15 Responses to “The Forest and the Tree

  • Lovely reflection, Mark. Really. So glad I follow your writing. Thank you for taking the time to share your wisdom! – DDM

  • Lovely. Thanks for sharing.

  • Oh man, does this resonate! Just imagine how much more challenging it would have been if you were still drinking. My patience with my son when I was drinking was nonexistent, whether he was sick or not. Of course, the problem was him, not me…

    Two more thoughts: Benadryl is sometimes magical. Children have a knack for picking books that are “too long” at bedtime when you’re at the very end of your rope – I’m learning to just go with it.

    • Doesn’t it always get easier when we just go with it? That one is taking me some time. But it’s so true. Had to get this one out tonight Damien, thanks for reading.

  • This was so beautiful. You are doing it Mark….Parenting in love and gentleness and acceptance. For today at least. My bet is that tomorrow it will happen again. And again and again…..

    As I read this, I thought, “Oh Gosh, I forgot about all of that stuff going on when the kids were littles.” My old age (my early 50’s old age, just to clarify) brain softens the edges of those memories…thank all that is holy.

    • Holy indeed! Embrace that. Although, you know better than anyone that teengagers bring a new set of challenges. Well, it did. My wife is home with him today. More hives. But now we know the benedryl works so it should make for a better day? I still had to restrain him and inject it…

  • I feel like my youngest may have registered the same complaint re: bag of chips not standing right. Or maybe that was me. Our kids may feel tiny and powerless but rule like tiny gods. I hope your boy feels better today. The beach day sounds nice. Trees making up a forest, love that.

    • There is no point in fighting them on those silly battles. You’re right. That parent cliche ‘pick your battles’ should be rebranded. ‘you will not win any battles.’

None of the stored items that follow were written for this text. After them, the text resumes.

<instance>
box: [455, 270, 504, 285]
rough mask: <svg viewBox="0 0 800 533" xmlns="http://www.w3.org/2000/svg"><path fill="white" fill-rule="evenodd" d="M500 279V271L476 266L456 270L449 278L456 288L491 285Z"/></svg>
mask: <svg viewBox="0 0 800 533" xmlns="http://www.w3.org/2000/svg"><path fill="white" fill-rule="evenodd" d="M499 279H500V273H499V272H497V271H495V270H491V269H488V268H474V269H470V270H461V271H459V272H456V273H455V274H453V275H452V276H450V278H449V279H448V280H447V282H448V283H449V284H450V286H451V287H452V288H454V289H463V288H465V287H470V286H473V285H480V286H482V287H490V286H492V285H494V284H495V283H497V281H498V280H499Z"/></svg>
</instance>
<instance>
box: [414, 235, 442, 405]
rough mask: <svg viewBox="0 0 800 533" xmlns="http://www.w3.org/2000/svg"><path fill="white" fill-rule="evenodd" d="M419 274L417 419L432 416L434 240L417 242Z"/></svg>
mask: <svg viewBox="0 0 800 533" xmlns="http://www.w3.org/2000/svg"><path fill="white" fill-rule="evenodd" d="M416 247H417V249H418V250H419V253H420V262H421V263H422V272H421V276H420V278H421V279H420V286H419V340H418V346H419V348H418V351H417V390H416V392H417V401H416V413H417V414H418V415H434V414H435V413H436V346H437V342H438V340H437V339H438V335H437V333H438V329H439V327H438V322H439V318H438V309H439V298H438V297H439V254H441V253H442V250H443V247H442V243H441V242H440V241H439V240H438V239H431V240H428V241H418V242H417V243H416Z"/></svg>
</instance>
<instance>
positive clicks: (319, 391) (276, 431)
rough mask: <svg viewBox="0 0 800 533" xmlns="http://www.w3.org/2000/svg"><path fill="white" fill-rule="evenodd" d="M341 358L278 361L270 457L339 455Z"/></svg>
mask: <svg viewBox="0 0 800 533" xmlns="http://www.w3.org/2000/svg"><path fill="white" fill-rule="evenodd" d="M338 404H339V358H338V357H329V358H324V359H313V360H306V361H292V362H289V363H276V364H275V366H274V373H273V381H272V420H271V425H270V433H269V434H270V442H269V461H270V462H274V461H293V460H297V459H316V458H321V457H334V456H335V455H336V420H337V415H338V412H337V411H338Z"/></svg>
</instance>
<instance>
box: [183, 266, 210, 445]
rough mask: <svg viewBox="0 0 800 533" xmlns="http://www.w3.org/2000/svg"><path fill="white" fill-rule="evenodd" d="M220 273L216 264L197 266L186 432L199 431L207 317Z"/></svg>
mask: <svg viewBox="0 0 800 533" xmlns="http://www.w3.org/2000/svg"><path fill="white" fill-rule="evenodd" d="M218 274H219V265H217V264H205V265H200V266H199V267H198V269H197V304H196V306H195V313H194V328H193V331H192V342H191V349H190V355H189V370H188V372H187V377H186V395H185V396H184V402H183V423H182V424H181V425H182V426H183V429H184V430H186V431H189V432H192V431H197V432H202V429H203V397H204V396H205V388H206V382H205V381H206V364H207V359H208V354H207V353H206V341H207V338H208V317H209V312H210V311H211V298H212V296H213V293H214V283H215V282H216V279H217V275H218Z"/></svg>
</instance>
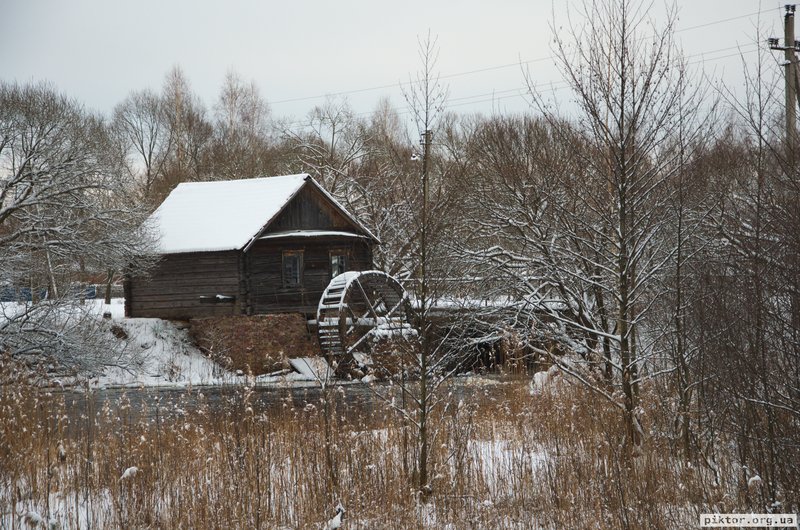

  • Great stuff, Mark. My first experience in child-rearing (sober, thank GOD) involved tons of life-saving meds, breathing treatments, and weeks and weeks in the children’s hospital.
    You’re completely right about Benadryl being a magical elixer. It literally saved my child & my life when nothing else would get him to sleep…sigh. The good ol days. 😉

    • So much to catch up on Abbie! In due time, thanks to the interwebs.

      • Yes, indeed. The online communities are a Godsend for those unable to make regular meetings for whatever reason. I’m not sure how I would have done, early on, without the online (chat rooms) meetings. 🙂

  • Julie Milsom
    8 years ago

    Bravo Mark! Poignant to me today for various reasons. Thank you.